Зойкин муж был далеко – он был в командировке под Нижневартовском.

После похорон Зойка не знала, куда себя деть. Она была трудоголиком. Было бы лето – так в огороде день-деньской копаться можно было, а за окном был ноябрь. Поздно светает и рано темнеет. Одна в своем доме. Куда пойти? То ли успокоить себя, то ли наоборот… Мать часто перекладывала с места на место вещи дочери, которые источали нежнейший запах духов её Танечки. Как-то раз, вновь перелистывая альбом дочери, разглядывая фотографии, где её дочка веселая и здоровая в кругу друзей, она увидела свидетельство о Крещении. Это было два года назад: в село приехал поезд «За духовное возрождение». И её доченька, студентка четвертого курса одного из престижных институтов города, в канун праздника Преображение Господне обратилась к священнику Наумову с просьбой совершить таинство Крещения. Значит, дочке хотелось быть ближе к Богу, вдруг подумалось: значит и ей, её матери, надо идти в храм!

В ближайшее воскресенье мать отправилась в местную церковь.

Зажав в руке свечку, заметалась: ещё месяц назад она ставила свечку о здравии дочери, а вот теперь надо ставить об упокоении.

Она зажгла свечу, осенила себя крестом и поставила на канун. Пламя свечи горело ровно и спокойно.

«Господи, успокой её душу, пусть ей будет царствие небесное и сотвори ей вечную память», — прошептала сквозь слезы она и еще раз осенила себя крестом.

Мать стала чаще посещать храм, и сын заметил, что после того, как мама побывала там, в ее глазах изредка стала появляться искорка улыбки.

— Мам, ты знаешь, а Танюха приснилась мне такая радостная, чего раньше не было, видно, она знает, что ты ходишь в храм.

Перед отъездом на работу они с матерью вдвоем сходили еще раз в церковь. Сын, как мог, утешал мать, хотя самому было нелегко: они с младшей сестрой были как одно целое. Все секреты доверяли друг другу.

После похорон Митька заметил, что мать совсем перестала ходить в сельский клуб на праздничные мероприятия – ведь там когда-то выступала её дочка. Таня была солисткой в танцевальном коллективе. А теперь вот её нет.

Провожая сына на работу, мать умом понимала, что ему надо ехать, а вот сердцем – никак. Как она будет жить? С кем перемолвится словечком…?

За окном стоял декабрь. Полевые работы, где Митька работал в зимнее время, не велись, вся бригада была в отпусках, лишь по два человека по месяцу дежурили – охраняли технику на полевых станах.

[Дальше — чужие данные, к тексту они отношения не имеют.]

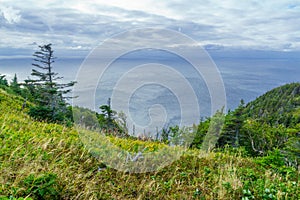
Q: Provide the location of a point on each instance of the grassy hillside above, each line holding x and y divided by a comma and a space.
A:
48, 161
278, 106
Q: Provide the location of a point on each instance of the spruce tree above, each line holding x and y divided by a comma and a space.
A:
45, 88
15, 86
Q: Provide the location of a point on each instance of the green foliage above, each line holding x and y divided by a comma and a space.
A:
42, 187
3, 82
214, 131
45, 90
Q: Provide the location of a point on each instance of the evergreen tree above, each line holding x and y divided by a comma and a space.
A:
3, 81
45, 88
233, 124
15, 86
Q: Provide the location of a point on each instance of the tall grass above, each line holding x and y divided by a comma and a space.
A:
49, 161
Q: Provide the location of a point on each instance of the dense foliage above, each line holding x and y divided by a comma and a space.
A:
48, 94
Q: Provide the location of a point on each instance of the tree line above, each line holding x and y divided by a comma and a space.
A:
271, 122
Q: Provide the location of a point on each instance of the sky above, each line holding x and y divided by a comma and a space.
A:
79, 26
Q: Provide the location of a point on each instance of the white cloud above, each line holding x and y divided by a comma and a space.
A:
234, 23
10, 14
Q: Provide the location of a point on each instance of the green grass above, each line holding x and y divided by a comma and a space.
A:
49, 161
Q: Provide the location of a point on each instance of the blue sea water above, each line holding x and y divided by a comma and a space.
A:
246, 75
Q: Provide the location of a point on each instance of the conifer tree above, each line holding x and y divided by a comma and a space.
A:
49, 93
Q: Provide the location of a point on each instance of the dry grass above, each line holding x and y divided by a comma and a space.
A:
49, 161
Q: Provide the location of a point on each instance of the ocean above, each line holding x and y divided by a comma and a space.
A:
169, 93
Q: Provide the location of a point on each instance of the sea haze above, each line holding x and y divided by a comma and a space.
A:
246, 74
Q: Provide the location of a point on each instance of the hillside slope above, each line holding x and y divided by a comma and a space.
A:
48, 161
278, 106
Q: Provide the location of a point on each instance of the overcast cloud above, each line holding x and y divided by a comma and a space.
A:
82, 25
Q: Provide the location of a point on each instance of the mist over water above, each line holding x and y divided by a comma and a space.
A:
246, 75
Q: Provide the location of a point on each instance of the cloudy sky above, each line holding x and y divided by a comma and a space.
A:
82, 25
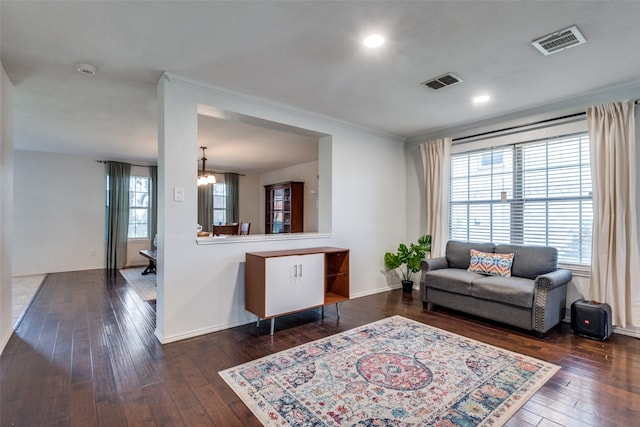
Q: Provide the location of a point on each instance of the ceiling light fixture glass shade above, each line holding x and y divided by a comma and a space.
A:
203, 177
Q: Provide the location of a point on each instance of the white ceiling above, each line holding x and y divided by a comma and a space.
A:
305, 54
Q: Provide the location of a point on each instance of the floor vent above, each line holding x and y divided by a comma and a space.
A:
442, 81
560, 40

Условия для житья были хорошими: жилой вагончик со всеми удобствами, есть и баня. На площадке стоял Уазик, чтобы привезти продукты из поселкового магазина, что находился в 5-6 километрах от Митькиной работы.

Уже после обеда, перекусывая, Юрка, Митькин напарник, заметил, что-хлеба-то на ужин и нет. Перекусив, он отправился к Уазику.  Пока прогрел мотор, подзаправил бензином – начало смеркаться.

— Ты давай, Митька, топи баню, а я за хлебом сгоняю, — крикнул Юрка, хлопнув дверцей машины.

Пока Митька прокопал дорожку, наколол дров, натаскал в баню воды из канистр, что стояли в вагончике, прошло уже немало времени, а Юрки все не было. Митька уже и в вагончике раскочегарил печурку, разделся до трико и футболки, уселся пить чай, и вдруг «подал голос» Митькин мобильник.

— Митяй, сломался Уазик, а я только отъехал от магазина, – прокричал Юрик.

— Да я мигом заведу ДТушку и притащу тебя с машиной.

Митька не один год уже проработал на технике, да еще у отца, когда тот работал дома механизатором, с десяти лет пропадал на работе. Он сунул ноги в чуни, набросил бушлат, хлопнул рукой по карманам телогрейки – на месте ли верхонки — и шагнул за порог.

Вскоре движок, нехотя, но завелся.

– Ну, Господи, благослови, – потирая замерзшие колени, сказал Митька, усевшись за рычаги в кабине трактора. – Сейчас включу печку, и все будет нормально.

Он хорошо знал дорогу в посёлок, где был магазин, но можно быстро приехать степью, напрямик. Как там Юрик и что случилось с машиной – ведь никогда не ломалась, рассуждал он, ловко орудуя рычагами, и помчал напрямик.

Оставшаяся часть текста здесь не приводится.